SAINSBURY'S BANK

Car Insurance Quote & Buy

UX/UI Design

Mac with Sainsbury's webpage

Overview

The goal of the project was to increase conversion of car insurance on the Sainsbury’s Bank website by identifying key issues with the quote and buy section of the journey and finding design solutions to improve the experience.

As the only UX Designer for the bank, all the research and subsequent design work was carried out by myself. I used Userzoom to understand what users liked and disliked about the existing screen design. Then I was able to move to online unmoderated usability tests to enable me to iterate and test multiple versions of the design.

This project is currently still ongoing hence the designs have not been handed off to the developers and iterations are still being created.

Worked with: Insurances Product Manager - Car, CX Manager & 3rd party hosting developers
Tools used: Figma, Adobe Xd, Userzoom

Problem

Through usability tests on the original design, I was able to discover that the journey had several key issues:
Too much content without a page-break leading to a single long screen
Old design language that did not match the Sainsbury’s Bank website
• Badly executed visual hierarchy and white space
• Poor process of purchasing add-ons through the use of 2 clicks rather than 1 - Process was as follows - "Add" CTA followed by an "Update price" CTA. User's often missed the "Update price" leading to the add-ons not being added to the purchase.

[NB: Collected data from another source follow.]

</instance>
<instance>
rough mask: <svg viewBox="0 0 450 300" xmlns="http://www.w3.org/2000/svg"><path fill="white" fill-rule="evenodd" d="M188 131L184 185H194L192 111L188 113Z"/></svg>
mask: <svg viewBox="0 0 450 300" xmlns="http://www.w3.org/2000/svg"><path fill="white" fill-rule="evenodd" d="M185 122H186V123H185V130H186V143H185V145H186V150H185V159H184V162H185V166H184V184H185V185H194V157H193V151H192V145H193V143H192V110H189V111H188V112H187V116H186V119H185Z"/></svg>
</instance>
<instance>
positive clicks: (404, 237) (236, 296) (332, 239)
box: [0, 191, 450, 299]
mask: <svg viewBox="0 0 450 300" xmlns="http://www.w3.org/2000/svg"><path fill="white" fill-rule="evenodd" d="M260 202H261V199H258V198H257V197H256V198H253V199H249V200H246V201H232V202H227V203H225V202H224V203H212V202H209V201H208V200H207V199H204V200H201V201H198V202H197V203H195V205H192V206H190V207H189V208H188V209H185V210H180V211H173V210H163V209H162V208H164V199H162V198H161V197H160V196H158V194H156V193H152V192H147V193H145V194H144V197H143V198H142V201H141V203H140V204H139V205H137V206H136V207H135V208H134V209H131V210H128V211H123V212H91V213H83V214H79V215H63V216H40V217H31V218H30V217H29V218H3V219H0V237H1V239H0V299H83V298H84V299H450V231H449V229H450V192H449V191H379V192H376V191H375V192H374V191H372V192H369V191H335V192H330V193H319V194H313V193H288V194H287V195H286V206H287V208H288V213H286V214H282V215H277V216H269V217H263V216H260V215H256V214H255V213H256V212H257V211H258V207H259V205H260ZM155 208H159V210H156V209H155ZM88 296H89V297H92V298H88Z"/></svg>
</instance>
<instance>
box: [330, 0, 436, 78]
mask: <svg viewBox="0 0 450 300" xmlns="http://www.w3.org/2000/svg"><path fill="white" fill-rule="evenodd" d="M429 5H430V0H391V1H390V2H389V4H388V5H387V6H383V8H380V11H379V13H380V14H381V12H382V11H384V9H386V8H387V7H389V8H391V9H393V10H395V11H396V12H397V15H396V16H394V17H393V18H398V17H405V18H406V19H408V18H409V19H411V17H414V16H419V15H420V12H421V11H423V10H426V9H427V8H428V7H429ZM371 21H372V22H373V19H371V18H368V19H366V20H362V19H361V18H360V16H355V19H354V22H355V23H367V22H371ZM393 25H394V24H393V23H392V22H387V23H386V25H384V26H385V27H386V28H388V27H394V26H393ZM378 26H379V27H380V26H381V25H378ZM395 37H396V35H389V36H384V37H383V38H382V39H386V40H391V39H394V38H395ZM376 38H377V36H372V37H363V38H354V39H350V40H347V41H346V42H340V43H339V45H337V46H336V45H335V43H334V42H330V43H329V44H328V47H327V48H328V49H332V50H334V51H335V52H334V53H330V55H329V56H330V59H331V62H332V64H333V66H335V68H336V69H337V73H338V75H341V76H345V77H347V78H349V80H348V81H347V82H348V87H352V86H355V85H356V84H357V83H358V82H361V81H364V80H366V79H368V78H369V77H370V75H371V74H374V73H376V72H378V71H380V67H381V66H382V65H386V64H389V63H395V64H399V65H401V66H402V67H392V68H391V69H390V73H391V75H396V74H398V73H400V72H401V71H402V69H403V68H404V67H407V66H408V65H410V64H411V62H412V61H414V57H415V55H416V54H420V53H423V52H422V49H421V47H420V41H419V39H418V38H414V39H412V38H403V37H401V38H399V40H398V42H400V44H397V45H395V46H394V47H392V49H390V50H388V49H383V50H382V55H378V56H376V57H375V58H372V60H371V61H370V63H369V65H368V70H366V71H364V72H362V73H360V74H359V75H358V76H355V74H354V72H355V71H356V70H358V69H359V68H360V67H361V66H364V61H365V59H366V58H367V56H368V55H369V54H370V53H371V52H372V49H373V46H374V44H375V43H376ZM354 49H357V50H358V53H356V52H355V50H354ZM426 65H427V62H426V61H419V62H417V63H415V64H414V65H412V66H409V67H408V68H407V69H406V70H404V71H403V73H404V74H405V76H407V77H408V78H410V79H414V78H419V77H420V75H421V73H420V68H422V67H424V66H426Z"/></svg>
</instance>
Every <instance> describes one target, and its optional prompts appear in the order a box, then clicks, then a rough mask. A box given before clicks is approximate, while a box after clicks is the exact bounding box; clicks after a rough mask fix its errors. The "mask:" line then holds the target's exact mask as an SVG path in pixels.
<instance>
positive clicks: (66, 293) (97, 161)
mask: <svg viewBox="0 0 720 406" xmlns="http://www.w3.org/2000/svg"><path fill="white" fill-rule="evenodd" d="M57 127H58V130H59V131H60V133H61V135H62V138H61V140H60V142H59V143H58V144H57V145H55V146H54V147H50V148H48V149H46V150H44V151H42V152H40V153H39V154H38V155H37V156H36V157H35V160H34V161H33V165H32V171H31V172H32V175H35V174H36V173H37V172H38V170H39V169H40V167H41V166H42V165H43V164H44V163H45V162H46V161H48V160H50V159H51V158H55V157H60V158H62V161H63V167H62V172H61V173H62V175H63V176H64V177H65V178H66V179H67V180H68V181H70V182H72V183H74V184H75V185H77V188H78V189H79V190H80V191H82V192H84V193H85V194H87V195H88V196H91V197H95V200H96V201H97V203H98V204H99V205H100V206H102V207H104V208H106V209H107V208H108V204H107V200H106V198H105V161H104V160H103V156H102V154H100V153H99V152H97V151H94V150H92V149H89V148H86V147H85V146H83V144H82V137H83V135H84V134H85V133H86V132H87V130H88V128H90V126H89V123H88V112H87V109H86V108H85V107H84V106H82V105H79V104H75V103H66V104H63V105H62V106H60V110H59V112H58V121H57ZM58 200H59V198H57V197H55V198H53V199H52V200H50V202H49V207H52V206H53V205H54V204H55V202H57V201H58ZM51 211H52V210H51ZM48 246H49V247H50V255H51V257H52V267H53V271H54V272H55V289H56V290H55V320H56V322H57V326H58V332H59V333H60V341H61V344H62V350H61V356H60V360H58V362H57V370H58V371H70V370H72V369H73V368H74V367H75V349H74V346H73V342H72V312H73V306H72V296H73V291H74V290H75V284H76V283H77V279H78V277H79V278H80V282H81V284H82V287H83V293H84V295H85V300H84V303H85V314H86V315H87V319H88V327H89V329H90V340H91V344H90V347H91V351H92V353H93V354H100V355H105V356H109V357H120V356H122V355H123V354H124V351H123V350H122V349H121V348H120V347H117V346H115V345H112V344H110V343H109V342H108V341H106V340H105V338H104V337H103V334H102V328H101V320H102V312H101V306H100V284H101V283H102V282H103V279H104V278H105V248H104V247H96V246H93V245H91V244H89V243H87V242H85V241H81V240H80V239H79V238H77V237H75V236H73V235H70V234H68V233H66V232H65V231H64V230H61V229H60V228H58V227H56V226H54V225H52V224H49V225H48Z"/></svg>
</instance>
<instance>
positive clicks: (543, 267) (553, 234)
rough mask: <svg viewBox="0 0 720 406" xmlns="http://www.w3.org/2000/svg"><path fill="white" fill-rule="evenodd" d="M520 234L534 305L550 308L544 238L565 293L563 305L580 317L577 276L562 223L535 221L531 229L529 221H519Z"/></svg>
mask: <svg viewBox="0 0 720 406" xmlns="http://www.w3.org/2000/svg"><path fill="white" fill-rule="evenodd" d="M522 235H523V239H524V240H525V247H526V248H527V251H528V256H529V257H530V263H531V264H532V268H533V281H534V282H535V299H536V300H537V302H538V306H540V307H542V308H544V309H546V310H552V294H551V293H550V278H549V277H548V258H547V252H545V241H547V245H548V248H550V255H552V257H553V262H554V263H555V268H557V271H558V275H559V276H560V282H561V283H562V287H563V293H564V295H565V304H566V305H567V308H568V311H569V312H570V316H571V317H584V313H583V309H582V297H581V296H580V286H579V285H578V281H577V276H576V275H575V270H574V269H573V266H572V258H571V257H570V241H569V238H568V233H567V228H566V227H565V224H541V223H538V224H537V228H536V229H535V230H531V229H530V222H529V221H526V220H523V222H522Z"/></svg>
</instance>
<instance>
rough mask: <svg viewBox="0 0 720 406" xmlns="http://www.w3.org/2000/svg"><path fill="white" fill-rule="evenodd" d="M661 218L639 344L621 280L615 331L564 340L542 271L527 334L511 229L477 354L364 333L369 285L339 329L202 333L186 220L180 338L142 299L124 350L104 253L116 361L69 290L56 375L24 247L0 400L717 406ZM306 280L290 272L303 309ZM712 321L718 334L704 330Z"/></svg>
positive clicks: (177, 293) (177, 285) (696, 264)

Scroll through the screen below to see the original design to be improved upon.

Macbook
Sainsbury's webpage

Tap, then scroll to view

Scroll to view

Research

Research was gathered and formatted in a presentation style to distribute to key stakeholders involved in the project. Research was conducted on the original design of the screen and then usability testing was conducted on every iteration of the design to understand the points of the journey a user might stumble or stop and whether there were any pain points.

Usability test
Research

Process

During the initial stages of the design process I kept the iterations in the old design language of Sainsbury’s Bank (plum coloured CTA’s and beige background with thin fonts) to keep development costs down and avoid a full redesign. Throughout the user testing however, participants commented on the old style of design and how it didn’t match the bank’s website. After consideration with the relevant stakeholders, we agreed the best way forward was to update the design language and in doing so, many of the old components could be updated or swapped out with more appropriate components that existed in the newer design kit.

Another flaw of the original journey was the length of the content. User’s were struggling to navigate through the long, single page design and found the number of questions too high. The solution here was to split the page in to two more managable pages - quote (plus important information) on the first, and buy (add-ons) on the second. The order of some of the content was switched around to conform with regulations set by the Compliance and Information Security teams in the bank.

Below is the initial redesign in the old design language, split into quote and buy screens respectively.

Sainsbury's webpage

Latest Iteration

Later iterations of the journey in the updated design language gave better results in user testing and had a significant rise in task completion through the prototype.

Below is the latest iteration both split over two pages and in the new design language.

Switch components have been tested as a method of upgrading the policy with add-ons. This is to combat the issue in the original design where the user had 2 clicks to add an extra on their policy - "Add" followed by "Update price".